At short ranges (<0.1 m) in shallow water, colour vision can operate much as it does on land, but natural waters scatter and absorb light far more than air, which makes colour constancy difficult (Figs 1 and 2; Jerlov, 1976; Mobley, 1994; Osorio et al., 1997; Johnsen, 2012; Cronin et al., 2014). Vorobyev (2001) and others (Marshall and Vorobyev, 2003) modelled colour constancy based on the von Kries transformation (see below), for the red and brown fish Scarus spinus and magenta and yellow fish Pseudochromis paccagnellae, and concluded that it failed to compensate for changes in the colour with varying distance. Consequently, aquatic animals have been thought to be less concerned with the representation of reflectance spectra (or object colour) than with the detection of visual contrast – either within the coloration pattern itself, or against the background. Notably, the chromatic offset hypothesis proposes that aquatic animals evolve multiple cone classes to enhance the visual contrast of objects seen in open water (McFarland and Munz, 1975; Lythgoe, 1979; Sabbah and Hawryshyn, 2013).
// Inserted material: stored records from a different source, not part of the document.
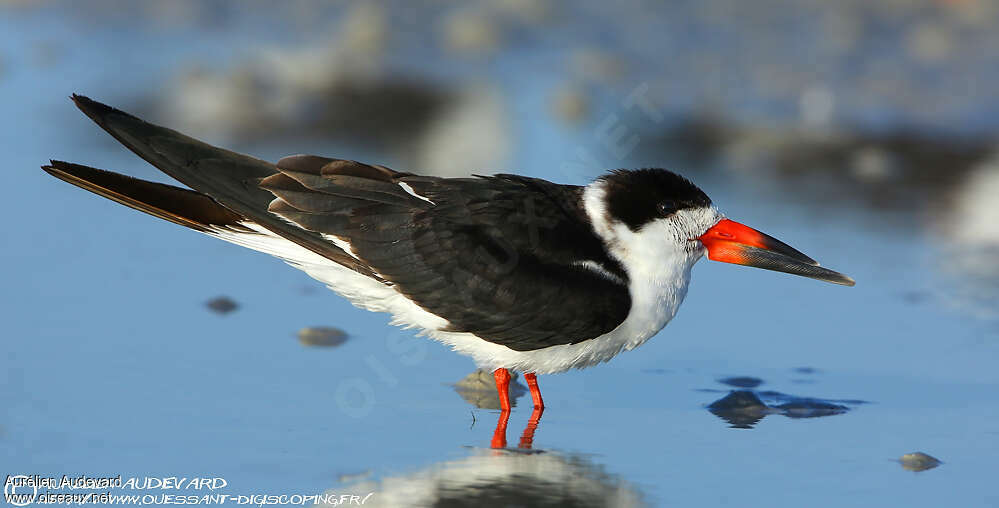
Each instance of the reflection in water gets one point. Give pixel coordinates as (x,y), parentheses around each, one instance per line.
(488,478)
(741,381)
(918,461)
(743,409)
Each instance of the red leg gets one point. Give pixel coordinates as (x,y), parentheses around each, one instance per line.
(527,438)
(503,388)
(532,383)
(499,436)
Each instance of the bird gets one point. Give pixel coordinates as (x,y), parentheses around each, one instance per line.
(519,273)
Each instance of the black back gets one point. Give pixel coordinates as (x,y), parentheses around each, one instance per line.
(496,256)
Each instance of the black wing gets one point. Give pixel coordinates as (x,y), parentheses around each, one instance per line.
(228,179)
(508,258)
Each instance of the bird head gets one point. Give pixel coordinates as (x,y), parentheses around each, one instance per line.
(651,214)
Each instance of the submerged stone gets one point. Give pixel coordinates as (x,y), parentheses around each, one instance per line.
(222,305)
(918,461)
(479,389)
(322,336)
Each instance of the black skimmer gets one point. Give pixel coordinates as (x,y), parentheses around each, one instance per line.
(517,272)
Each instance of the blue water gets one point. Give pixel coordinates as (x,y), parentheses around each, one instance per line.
(115,366)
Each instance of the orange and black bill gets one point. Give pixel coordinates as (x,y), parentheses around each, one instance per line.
(731,242)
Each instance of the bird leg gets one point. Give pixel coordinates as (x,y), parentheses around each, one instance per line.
(532,383)
(527,438)
(503,389)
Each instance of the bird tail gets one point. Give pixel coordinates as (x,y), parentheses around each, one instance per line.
(180,206)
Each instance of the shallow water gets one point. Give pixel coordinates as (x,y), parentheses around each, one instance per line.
(116,366)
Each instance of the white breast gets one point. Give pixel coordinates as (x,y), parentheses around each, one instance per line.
(657,258)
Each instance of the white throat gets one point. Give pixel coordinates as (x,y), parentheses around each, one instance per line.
(657,257)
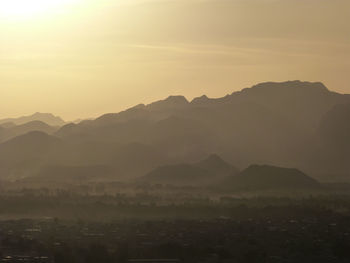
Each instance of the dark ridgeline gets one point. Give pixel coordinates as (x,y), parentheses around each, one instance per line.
(48,118)
(161,183)
(289,124)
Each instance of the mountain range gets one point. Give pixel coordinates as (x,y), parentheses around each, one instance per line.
(288,124)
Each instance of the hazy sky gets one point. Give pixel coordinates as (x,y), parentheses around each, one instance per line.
(84,58)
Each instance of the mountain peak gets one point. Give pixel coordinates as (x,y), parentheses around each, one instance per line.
(48,118)
(170,102)
(200,100)
(294,84)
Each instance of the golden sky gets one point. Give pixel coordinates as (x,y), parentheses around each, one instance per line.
(83,58)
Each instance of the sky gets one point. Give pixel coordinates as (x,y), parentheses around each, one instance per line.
(84,58)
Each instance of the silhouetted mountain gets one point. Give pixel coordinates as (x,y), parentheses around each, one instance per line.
(23,155)
(268,123)
(12,131)
(7,125)
(48,118)
(211,170)
(289,124)
(260,177)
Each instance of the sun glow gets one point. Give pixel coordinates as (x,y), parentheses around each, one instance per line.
(23,9)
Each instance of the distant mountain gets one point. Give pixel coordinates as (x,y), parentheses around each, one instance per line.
(288,124)
(10,131)
(211,170)
(268,123)
(23,155)
(262,177)
(48,118)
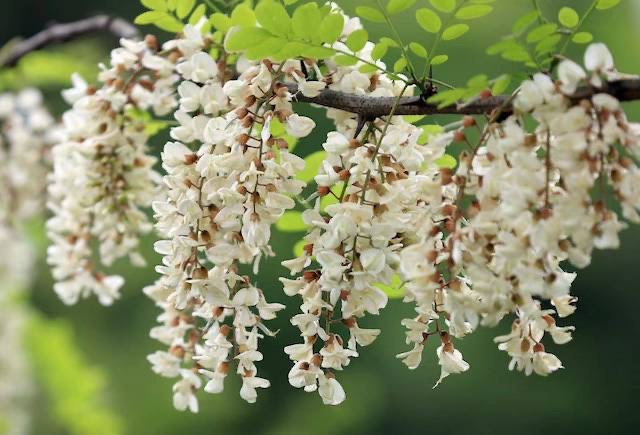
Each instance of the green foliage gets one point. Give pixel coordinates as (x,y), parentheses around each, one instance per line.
(280,36)
(312,166)
(394,289)
(535,40)
(51,68)
(170,15)
(291,222)
(72,387)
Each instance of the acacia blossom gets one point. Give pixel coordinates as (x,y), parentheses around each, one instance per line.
(228,181)
(103,178)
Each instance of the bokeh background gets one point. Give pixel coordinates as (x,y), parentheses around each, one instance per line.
(597,393)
Supporting this account, Marshall and others (2006) examined the colours used by several fish species as communication signals by comparing visual systems and their performance over depth in various marine light environments. The study did not consider colour constancy, but its conclusion that a fish's pattern could be a more reliable signal than its colour (Marshall et al., 2006), is consistent with evidence that cichlid cone sensitivities are well adapted for detecting patterns (Sabbah and Hawryshyn, 2013).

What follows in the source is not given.